Copy Number Variation

Copy number variants (CNVs) occur when parts of or entire chromosomes are replicated or lost. CNVs occur in normal healthy individuals, with no outward sign of disease. However, there are diseases that are due to CNVs such as Down Syndrome, where individuals have an extra copy of chromosome 21, or Huntington's disease where a short sequence "CAG" is replicated over 35 times in a single gene. In cancer, cells with unstable genomes may duplicate sequences many times, amplifying the genes that promote the disease, or cells may drop copies of genes that prevent cancer.

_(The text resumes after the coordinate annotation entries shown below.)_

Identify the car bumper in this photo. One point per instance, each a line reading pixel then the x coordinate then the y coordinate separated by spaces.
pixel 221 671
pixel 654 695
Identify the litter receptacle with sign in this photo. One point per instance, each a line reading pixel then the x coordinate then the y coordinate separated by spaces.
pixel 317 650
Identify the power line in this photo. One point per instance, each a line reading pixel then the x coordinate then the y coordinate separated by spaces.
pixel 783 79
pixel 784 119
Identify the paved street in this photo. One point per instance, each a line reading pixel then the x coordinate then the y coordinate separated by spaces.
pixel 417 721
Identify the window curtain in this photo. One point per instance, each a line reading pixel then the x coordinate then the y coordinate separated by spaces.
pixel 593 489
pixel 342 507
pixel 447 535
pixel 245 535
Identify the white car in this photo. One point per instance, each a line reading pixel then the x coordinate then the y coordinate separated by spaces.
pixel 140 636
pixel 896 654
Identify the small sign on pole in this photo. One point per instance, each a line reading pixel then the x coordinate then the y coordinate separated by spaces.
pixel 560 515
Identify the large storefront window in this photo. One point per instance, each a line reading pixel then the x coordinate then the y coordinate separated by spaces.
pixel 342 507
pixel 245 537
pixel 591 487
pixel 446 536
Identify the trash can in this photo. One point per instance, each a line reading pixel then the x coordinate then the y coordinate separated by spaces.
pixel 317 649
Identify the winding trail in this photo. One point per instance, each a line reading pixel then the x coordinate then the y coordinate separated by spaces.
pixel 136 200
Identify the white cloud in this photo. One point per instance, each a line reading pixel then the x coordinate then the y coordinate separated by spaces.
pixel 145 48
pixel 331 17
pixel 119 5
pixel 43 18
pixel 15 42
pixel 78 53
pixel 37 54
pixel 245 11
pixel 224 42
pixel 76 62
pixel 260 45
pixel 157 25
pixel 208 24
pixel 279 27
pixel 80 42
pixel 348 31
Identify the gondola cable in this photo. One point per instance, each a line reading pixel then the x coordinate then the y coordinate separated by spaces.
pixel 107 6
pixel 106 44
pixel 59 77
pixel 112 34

Image depicting copy number variation and its effect on read mapping.

Detecting CNVs computationally from sequencing data begins by mapping reads to a reference genome and determining the read depth, or coverage. In theory, the coverage should reflect the relative copy number. In practice, some DNA regions get more counts than others simply because their sequences are more easily mapped. In addition, duplicate reads generated by lab preparations may inflate local counts, and sequence machine errors give inflated quality estimates for some bases. CNV detection methods adjust the coverage estimates to remove each of these effects. Coverage estimates at the base pair level are too small and variable to reliably define a CNV, so smoothing methods are applied to derive a mean estimate of coverage within a window, or bin. Last, CNV methods that rely on read depth identify the boundaries of CNVs regions through segmentation or modeling methods.

In general, CNV detection methods further refine their search by comparing normalized coverage estimates to a panel of normal control genomes with the expected two chromosomal copies. In cancer, the mapped counts from a tumor sample are often compared to a normal genome from the same patient to further refine the analysis. This comparison identifies changes due to disease rather than the patient's natural variation.